Brasil precisa colocar 5 milhões de alunos de volta na escola, diz Unicef
Para instituição, pandemia faz país recuar 20 anos no acesso ao ensino de estudantes com até 17 anos
No Brasil, por causa da pandemia, cerca de 5 milhões de crianças e adolescentes estão fora da escola, segundo estudo do Fundo das Nações Unidas para a Infância (Unicef), fazendo com que o país volte 20 anos no acesso ao ensino de estudantes com até 17 anos. Exclusão digital e a demora na reabertura das escolas estão por trás desse número.
“Esses 5 milhões nos levam duas décadas para trás. É o número de crianças e adolescentes que estavam fora da escola naquela época”, afirmou Florence Bauer, representante do Unicef no Brasil, durante Live do Valor.
O trabalho do Unicef foi feito com base em dados da última Pnad Covid, pesquisa feita pelo Instituto Brasileiro de Geografia e Estatística (IBGE) em novembro do ano passado.
Para Bauer, além da reabertura urgente das escolas, com os protocolos de segurança necessários, é fundamental fazer uma busca ativa das crianças e adolescentes que abandonaram os estudos. O Brasil, diz, é o país em que mais tempo as escolas ficaram fechadas na pandemia.
“Quem abandona a escola são os mais vulneráveis e que se tornarão ainda mais vulneráveis no futuro. Corremos o risco de perder essas crianças por que é muito difícil que voltem para a escola [sem ajuda]”, afirma.
Cerca de 42% desses 5 milhões que estão sem acesso ao ensino são crianças de seis a dez anos, fase em que o acesso à escola era quase universal antes da pandemia. É uma fase de alfabetização, de aprender a aprender, e uma lacuna aqui cria uma grande barreira para o retorno da criança aos bancos escolares, afirma Bauer. Segundo ela, o Unicef está ajudando municípios na busca ativa de crianças e adolescentes em mais de 3 mil municípios no país.
Júlia Ribeiro, que atua desde 2007 como Oficial de Educação no Unicef no Brasil, comenta que, embora a Pnad Covid não tenha dados sobre crianças de quatro a cinco anos, já se percebe um contingente maior de meninos e meninas sem acesso à educação também nessa faixa etária.
“É um momento fundamental. Diversas experiências pelo mundo mostram que é preciso resgatar o vínculo com escola”, afirmou.

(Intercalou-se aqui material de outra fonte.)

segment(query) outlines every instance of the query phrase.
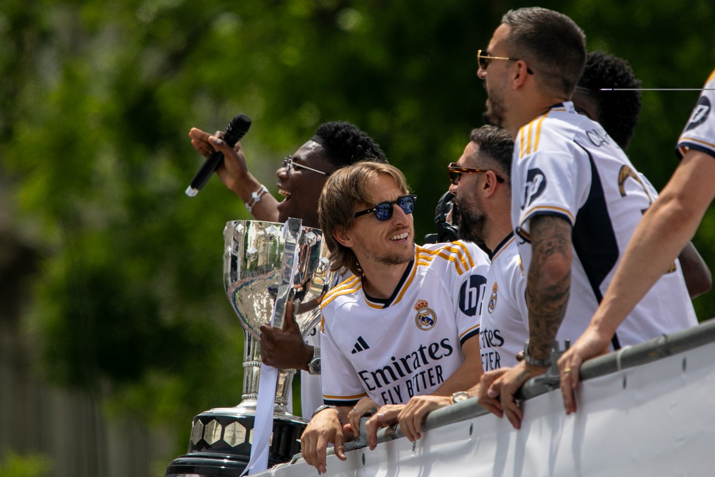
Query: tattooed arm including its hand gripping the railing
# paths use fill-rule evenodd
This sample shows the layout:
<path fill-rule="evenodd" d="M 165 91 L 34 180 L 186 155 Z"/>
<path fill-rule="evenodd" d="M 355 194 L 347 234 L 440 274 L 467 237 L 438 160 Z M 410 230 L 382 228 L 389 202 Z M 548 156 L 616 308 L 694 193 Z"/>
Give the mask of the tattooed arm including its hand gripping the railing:
<path fill-rule="evenodd" d="M 557 216 L 536 216 L 531 218 L 529 228 L 532 253 L 526 282 L 528 351 L 536 360 L 548 360 L 571 290 L 571 223 Z M 501 395 L 501 408 L 514 428 L 521 428 L 523 418 L 514 394 L 524 382 L 544 372 L 546 367 L 522 361 L 490 385 L 488 397 Z"/>

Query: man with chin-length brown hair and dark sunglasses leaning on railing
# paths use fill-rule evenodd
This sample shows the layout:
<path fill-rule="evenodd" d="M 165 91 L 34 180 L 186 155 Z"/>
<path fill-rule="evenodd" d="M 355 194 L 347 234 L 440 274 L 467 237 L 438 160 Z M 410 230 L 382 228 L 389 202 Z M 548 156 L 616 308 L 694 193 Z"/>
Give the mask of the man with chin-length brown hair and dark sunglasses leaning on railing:
<path fill-rule="evenodd" d="M 328 443 L 357 429 L 350 410 L 367 396 L 381 406 L 368 421 L 394 420 L 419 438 L 433 401 L 469 397 L 481 376 L 478 304 L 488 258 L 474 244 L 417 246 L 415 196 L 397 168 L 362 162 L 335 171 L 320 196 L 320 225 L 330 266 L 348 278 L 322 300 L 322 390 L 301 438 L 305 461 L 325 472 Z"/>

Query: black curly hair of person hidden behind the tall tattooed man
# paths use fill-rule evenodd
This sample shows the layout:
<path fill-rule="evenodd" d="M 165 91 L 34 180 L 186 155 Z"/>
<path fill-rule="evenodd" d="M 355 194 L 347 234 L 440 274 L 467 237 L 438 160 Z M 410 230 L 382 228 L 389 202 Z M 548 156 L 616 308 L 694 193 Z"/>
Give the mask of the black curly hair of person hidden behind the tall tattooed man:
<path fill-rule="evenodd" d="M 600 88 L 639 88 L 631 65 L 625 59 L 596 51 L 588 53 L 586 67 L 576 88 L 596 100 L 598 122 L 626 150 L 641 112 L 640 91 L 600 91 Z M 596 119 L 596 118 L 593 118 Z"/>

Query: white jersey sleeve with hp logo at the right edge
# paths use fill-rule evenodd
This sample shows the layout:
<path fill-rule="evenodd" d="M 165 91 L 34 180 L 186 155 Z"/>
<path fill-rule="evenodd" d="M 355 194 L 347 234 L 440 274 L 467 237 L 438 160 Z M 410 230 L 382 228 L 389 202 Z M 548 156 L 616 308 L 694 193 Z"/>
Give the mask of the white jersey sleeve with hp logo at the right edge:
<path fill-rule="evenodd" d="M 676 154 L 683 158 L 687 150 L 696 149 L 715 157 L 715 69 L 705 82 L 688 124 L 678 139 Z"/>

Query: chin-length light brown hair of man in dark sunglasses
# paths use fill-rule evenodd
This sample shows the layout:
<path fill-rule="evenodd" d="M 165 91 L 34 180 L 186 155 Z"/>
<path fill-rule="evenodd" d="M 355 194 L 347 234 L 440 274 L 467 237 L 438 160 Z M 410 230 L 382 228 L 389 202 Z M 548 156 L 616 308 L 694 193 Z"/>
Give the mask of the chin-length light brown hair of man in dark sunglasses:
<path fill-rule="evenodd" d="M 349 231 L 355 224 L 355 206 L 375 205 L 375 198 L 370 194 L 370 180 L 380 174 L 388 174 L 403 194 L 409 193 L 407 180 L 402 171 L 394 165 L 365 160 L 340 168 L 325 181 L 320 193 L 317 214 L 320 228 L 330 249 L 330 269 L 346 270 L 360 276 L 363 269 L 358 264 L 355 253 L 335 239 L 336 231 Z"/>

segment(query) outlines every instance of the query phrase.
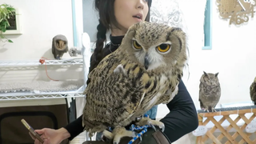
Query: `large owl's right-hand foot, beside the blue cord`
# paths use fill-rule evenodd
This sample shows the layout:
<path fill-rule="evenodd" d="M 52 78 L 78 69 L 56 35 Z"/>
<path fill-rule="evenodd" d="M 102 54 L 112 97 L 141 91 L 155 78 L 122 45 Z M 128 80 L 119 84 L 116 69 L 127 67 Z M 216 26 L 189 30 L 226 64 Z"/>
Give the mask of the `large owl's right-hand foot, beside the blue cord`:
<path fill-rule="evenodd" d="M 139 120 L 139 122 L 136 122 L 136 125 L 138 125 L 138 126 L 149 125 L 153 128 L 154 128 L 154 126 L 158 126 L 160 129 L 162 129 L 162 131 L 165 130 L 165 125 L 162 122 L 152 120 L 152 119 L 147 118 L 147 117 L 143 117 L 141 120 Z"/>

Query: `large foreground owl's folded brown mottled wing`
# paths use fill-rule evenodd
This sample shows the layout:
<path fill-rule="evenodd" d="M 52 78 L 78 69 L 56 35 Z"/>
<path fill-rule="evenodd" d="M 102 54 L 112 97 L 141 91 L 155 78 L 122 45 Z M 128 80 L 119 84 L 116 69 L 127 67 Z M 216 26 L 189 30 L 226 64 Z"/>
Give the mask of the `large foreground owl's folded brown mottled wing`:
<path fill-rule="evenodd" d="M 120 55 L 120 54 L 118 54 Z M 138 64 L 110 54 L 89 74 L 84 117 L 114 125 L 130 118 L 144 96 Z M 146 80 L 145 80 L 146 81 Z"/>

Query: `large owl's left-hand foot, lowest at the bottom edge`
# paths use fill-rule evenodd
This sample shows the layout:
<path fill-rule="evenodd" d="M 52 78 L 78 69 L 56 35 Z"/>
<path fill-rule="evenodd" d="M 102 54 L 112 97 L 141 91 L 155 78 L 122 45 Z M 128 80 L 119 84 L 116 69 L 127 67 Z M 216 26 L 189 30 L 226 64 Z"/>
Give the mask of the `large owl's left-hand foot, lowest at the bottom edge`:
<path fill-rule="evenodd" d="M 125 127 L 116 126 L 112 133 L 108 130 L 103 131 L 103 135 L 106 138 L 113 139 L 113 144 L 118 144 L 123 137 L 134 137 L 136 136 L 134 131 L 126 130 Z"/>

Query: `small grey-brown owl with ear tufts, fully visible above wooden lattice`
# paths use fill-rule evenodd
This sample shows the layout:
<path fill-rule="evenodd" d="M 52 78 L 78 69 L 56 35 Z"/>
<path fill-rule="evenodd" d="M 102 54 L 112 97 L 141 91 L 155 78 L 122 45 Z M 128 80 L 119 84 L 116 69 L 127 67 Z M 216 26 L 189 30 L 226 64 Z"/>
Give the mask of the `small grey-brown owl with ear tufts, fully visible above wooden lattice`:
<path fill-rule="evenodd" d="M 218 82 L 218 73 L 210 74 L 203 72 L 200 78 L 199 102 L 202 110 L 208 112 L 214 110 L 221 97 L 221 86 Z"/>

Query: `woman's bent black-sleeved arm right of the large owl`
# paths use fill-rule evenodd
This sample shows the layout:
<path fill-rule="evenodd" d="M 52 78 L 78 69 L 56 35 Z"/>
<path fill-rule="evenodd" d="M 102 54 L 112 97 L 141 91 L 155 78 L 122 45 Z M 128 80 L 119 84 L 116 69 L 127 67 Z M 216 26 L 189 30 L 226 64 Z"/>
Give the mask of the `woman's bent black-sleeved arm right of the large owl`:
<path fill-rule="evenodd" d="M 170 142 L 176 141 L 198 127 L 198 114 L 194 102 L 182 80 L 178 85 L 178 94 L 167 104 L 167 107 L 170 113 L 160 121 L 166 126 L 164 133 Z"/>

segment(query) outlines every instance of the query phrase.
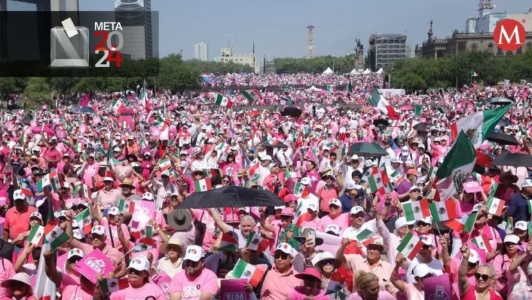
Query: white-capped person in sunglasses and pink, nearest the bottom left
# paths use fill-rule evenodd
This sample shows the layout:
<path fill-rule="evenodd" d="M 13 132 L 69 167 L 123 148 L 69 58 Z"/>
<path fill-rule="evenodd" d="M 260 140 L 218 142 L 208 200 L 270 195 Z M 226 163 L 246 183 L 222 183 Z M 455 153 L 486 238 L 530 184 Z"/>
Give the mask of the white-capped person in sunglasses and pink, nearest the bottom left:
<path fill-rule="evenodd" d="M 127 266 L 128 288 L 112 292 L 110 300 L 166 300 L 165 294 L 158 285 L 150 282 L 150 261 L 144 256 L 137 257 Z M 105 299 L 105 296 L 103 297 Z"/>

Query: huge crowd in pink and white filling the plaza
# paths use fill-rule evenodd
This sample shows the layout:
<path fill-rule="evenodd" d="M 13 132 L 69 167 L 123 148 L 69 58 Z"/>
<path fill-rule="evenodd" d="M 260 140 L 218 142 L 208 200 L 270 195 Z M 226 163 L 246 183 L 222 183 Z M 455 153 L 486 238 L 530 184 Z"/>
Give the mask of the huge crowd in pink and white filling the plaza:
<path fill-rule="evenodd" d="M 273 78 L 269 85 L 332 79 L 254 78 Z M 265 92 L 256 104 L 274 104 L 269 110 L 176 95 L 94 99 L 85 113 L 3 111 L 0 299 L 236 299 L 224 290 L 233 279 L 245 299 L 420 300 L 426 280 L 445 274 L 449 298 L 532 299 L 530 170 L 490 163 L 532 154 L 532 86 L 389 97 L 398 120 L 388 120 L 366 104 L 376 78 L 353 81 L 354 91 L 341 95 Z M 357 91 L 360 109 L 338 104 Z M 441 199 L 452 201 L 456 220 L 476 216 L 471 231 L 447 227 L 440 216 L 413 219 L 405 205 L 436 203 L 434 170 L 459 160 L 447 157 L 454 122 L 503 96 L 513 103 L 494 131 L 517 144 L 482 141 L 479 167 Z M 240 94 L 223 97 L 253 104 Z M 287 97 L 302 104 L 299 113 L 281 115 L 276 101 Z M 353 153 L 362 142 L 387 154 Z M 375 174 L 389 179 L 389 189 L 375 189 Z M 480 188 L 470 191 L 472 182 Z M 279 205 L 180 208 L 198 193 L 232 187 L 274 194 Z M 492 212 L 493 198 L 504 209 Z M 412 236 L 418 252 L 408 255 L 401 245 Z"/>

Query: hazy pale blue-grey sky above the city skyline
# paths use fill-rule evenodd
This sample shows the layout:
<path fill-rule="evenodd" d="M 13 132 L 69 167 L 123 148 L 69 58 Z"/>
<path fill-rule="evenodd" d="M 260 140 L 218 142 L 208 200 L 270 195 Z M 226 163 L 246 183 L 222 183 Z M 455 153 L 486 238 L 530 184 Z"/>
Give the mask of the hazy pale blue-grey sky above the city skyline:
<path fill-rule="evenodd" d="M 114 0 L 79 0 L 80 10 L 112 11 Z M 159 56 L 179 53 L 194 58 L 194 44 L 209 45 L 209 59 L 233 39 L 233 53 L 300 58 L 306 54 L 306 27 L 313 25 L 315 55 L 346 55 L 360 39 L 364 56 L 373 33 L 406 33 L 412 50 L 434 36 L 465 30 L 468 17 L 478 17 L 479 0 L 152 0 L 159 12 Z M 493 12 L 524 13 L 530 0 L 493 0 Z"/>

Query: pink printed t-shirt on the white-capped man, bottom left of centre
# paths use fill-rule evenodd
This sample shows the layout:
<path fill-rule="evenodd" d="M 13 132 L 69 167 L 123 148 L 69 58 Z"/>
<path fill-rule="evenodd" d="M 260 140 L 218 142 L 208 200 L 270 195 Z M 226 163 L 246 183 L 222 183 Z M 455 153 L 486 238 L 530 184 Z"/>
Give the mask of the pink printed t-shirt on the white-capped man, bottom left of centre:
<path fill-rule="evenodd" d="M 216 294 L 218 292 L 218 278 L 208 269 L 203 269 L 202 274 L 190 277 L 185 271 L 175 274 L 170 283 L 170 293 L 181 292 L 181 300 L 199 300 L 202 292 Z"/>

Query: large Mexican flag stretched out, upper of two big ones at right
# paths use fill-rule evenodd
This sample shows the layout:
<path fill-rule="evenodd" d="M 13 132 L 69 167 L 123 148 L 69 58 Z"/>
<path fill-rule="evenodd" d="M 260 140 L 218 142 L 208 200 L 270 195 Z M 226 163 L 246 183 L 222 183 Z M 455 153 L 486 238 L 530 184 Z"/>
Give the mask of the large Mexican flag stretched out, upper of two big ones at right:
<path fill-rule="evenodd" d="M 452 123 L 451 134 L 453 140 L 456 140 L 459 133 L 463 131 L 471 144 L 473 144 L 473 147 L 478 149 L 510 108 L 511 105 L 505 105 L 488 111 L 479 111 Z"/>

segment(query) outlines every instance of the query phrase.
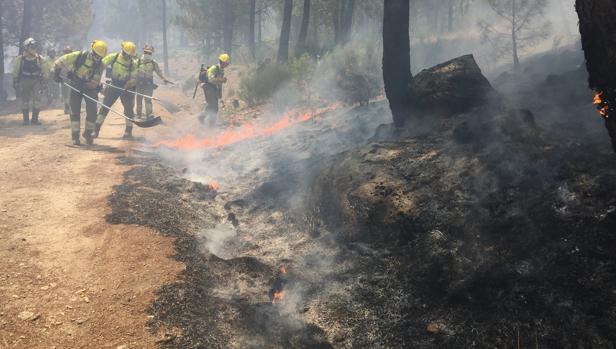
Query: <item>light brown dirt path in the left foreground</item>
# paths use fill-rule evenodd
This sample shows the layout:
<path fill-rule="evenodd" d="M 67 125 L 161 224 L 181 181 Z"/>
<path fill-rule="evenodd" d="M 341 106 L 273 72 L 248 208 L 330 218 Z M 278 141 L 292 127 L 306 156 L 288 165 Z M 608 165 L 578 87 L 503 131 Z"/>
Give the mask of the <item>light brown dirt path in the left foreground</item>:
<path fill-rule="evenodd" d="M 170 238 L 105 220 L 124 123 L 86 148 L 68 146 L 58 110 L 41 118 L 0 116 L 0 348 L 154 347 L 145 311 L 183 264 Z"/>

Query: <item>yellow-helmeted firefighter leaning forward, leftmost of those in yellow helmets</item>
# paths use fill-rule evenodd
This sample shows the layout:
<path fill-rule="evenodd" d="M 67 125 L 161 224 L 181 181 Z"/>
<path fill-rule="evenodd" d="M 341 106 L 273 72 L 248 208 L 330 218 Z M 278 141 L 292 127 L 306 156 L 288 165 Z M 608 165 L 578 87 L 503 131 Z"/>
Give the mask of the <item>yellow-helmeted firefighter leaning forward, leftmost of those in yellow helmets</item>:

Antes, até que haja uma reabertura total dos estabelecimentos de ensino, é preciso levar infraestrutura para essas crianças e adolescentes, já que muitas ficaram sem acesso aos estudos por causa da falta de internet e equipamentos, como computadores e smartphones.
Ambas as representantes do Unicef afirmam que houve um esforço das redes de ensino para ofertar atividades educativas de forma remota, mas a pesquisa mais recente, de março deste ano, da União dos Dirigentes Municipais de Educação (Undime) mostra que infraestrutura e acesso à internet ainda é um gargalo. Cerca de 90% ofereceram atividades por meio de material impresso e WhatsApp.
Para Florence Bauer, houve muitos esforços, mas o impacto da falta de acesso à escola em crianças e adolescentes tem sido maior do que se previa.
“O fechamento das escolas tem impacto profundo na aprendizagem e em outros aspectos do desenvolvimento da criança. Mais da metade delas não teve acesso à merenda escolar. Há a violência doméstica, que na maioria das vezes ocorre dentro de casa. A criança perdeu a proteção da escola”, diz.
“Por isso, ficamos muito preocupados com um fechamento tão longo.”
Para Bauer, dado o aspecto cíclico da pandemia no país, é normal haver um abre e fecha dos estabelecimentos, mas é importante priorizar a volta à aulas. E para além da reabertura das escolas, Bauer chama atenção para a necessidade de alcançar os jovens com iniciativas de emprego e educação.
Junto com alguns parceiros, o Unicef desenvolveu um programa chamado “Um milhão de oportunidade”, que tem como meta dar acesso à educação de qualidade, fomentar o empreendedorismo e dar acesso ao mercado de trabalho em estágios, programas de aprendizagem, como o menor aprendiz, e emprego formal.
“Convidamos o setor privado a dar oportunidade à população mais vulnerável. Precisamos de que toda a sociedade ajude para apoiar essa geração de jovens, que é a maior da história. Não é um slogan, mas uma meta real para dois anos”, afirma Bauer. Lançado no fim do ano passado, o programa tem atualmente cerca de 80 parceiros, sendo 50 deles empresas.